Robert Frank. Detroit, 1955; gelatin silver print, 8 ½ x 13 in. Courtesy of Cantor Arts Center at Stanford University. © Robert Frank.
Few landmarks in photographic history loom as large as Robert Frank’s The Americans. This seminal book has been so widely exhibited, riffed on, and dissected, it would be easy to assume that the Cantor Arts Center’s current exhibition, Robert Frank in America, does little to expand on the narrative surrounding this body of work. Instead, the exhibition, curated by Peter Galassi, surprises with a host of unfamiliar photographs drawn from the Cantor’s collection paired with some favorites from the original series. The result is a survey that reveals how The Americans was distilled from hundreds of equally captivating photographs to a neat eighty-three.

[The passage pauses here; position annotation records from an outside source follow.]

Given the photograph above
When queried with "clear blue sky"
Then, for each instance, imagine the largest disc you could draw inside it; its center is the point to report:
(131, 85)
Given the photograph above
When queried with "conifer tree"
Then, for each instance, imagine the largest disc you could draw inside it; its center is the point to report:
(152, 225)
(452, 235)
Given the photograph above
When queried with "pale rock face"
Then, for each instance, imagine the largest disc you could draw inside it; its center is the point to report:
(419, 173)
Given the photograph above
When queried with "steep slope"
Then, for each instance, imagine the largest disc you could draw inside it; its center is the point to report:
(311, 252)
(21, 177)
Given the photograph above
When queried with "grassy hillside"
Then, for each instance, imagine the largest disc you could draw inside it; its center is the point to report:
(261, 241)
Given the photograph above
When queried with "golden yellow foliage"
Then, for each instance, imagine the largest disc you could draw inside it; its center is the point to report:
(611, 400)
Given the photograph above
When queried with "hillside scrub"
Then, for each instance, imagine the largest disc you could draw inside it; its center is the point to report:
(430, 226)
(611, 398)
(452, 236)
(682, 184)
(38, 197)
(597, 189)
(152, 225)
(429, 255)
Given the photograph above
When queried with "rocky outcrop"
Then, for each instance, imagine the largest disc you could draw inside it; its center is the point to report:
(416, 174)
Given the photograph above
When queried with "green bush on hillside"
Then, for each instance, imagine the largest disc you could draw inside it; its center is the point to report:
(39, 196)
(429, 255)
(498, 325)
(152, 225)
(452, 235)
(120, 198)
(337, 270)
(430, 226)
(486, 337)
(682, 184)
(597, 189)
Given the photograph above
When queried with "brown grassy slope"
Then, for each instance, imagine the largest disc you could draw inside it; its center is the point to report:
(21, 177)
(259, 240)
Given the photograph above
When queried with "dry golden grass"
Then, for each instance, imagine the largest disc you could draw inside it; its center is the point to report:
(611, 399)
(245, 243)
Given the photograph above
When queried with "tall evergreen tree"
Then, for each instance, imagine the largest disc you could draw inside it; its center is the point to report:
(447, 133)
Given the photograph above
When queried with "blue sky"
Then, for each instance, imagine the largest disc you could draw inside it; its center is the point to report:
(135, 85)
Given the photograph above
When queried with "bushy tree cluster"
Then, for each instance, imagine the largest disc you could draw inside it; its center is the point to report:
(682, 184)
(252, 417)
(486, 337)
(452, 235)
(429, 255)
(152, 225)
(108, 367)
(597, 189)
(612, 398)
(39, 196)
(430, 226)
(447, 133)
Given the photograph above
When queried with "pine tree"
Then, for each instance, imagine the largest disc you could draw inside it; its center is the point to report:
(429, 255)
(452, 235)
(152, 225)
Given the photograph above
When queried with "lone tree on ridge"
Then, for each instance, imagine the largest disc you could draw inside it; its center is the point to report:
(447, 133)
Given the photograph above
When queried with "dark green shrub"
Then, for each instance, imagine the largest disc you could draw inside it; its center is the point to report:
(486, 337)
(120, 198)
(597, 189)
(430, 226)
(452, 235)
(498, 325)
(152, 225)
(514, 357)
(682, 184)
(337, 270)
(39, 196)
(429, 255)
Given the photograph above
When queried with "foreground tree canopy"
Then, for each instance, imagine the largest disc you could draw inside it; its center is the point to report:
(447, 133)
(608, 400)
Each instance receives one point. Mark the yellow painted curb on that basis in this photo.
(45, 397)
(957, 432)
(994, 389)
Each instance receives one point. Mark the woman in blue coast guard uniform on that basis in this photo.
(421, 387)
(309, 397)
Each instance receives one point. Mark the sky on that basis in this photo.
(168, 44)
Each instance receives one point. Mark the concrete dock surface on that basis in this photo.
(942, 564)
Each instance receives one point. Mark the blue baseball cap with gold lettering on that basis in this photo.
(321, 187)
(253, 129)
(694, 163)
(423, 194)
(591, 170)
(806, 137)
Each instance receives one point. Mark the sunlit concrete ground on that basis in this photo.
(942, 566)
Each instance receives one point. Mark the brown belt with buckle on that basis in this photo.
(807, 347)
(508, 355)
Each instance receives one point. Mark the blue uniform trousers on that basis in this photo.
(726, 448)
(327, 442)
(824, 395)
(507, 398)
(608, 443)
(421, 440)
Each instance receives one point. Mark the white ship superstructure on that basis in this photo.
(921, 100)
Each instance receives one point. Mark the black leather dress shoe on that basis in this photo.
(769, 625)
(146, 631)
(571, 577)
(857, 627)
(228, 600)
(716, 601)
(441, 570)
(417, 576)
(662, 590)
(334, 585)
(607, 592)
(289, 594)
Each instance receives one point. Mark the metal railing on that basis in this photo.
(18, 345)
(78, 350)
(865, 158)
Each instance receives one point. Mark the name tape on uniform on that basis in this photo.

Swiss photographer Frank was most productive between 1955 and 1956, when a Guggenheim Fellowship allowed him to travel across the country. Aside from the photographs that eventually became part of The Americans, the bulk of Frank’s work from this time has been largely unseen. The Cantor’s exhibition flushes out this period. As Galassi writes in the accompanying catalog, “In all of Frank’s American work there are no natural wonders, no amber waves of grain, no mighty ports, no grand public monuments, no cozy towns or bright lights of Broadway.” Instead, Frank focused on politics, race, religion, Hollywood, and cars—themes that organize the Cantor’s exhibition—creating compositions that highlight the quirks and eccentricities of American culture.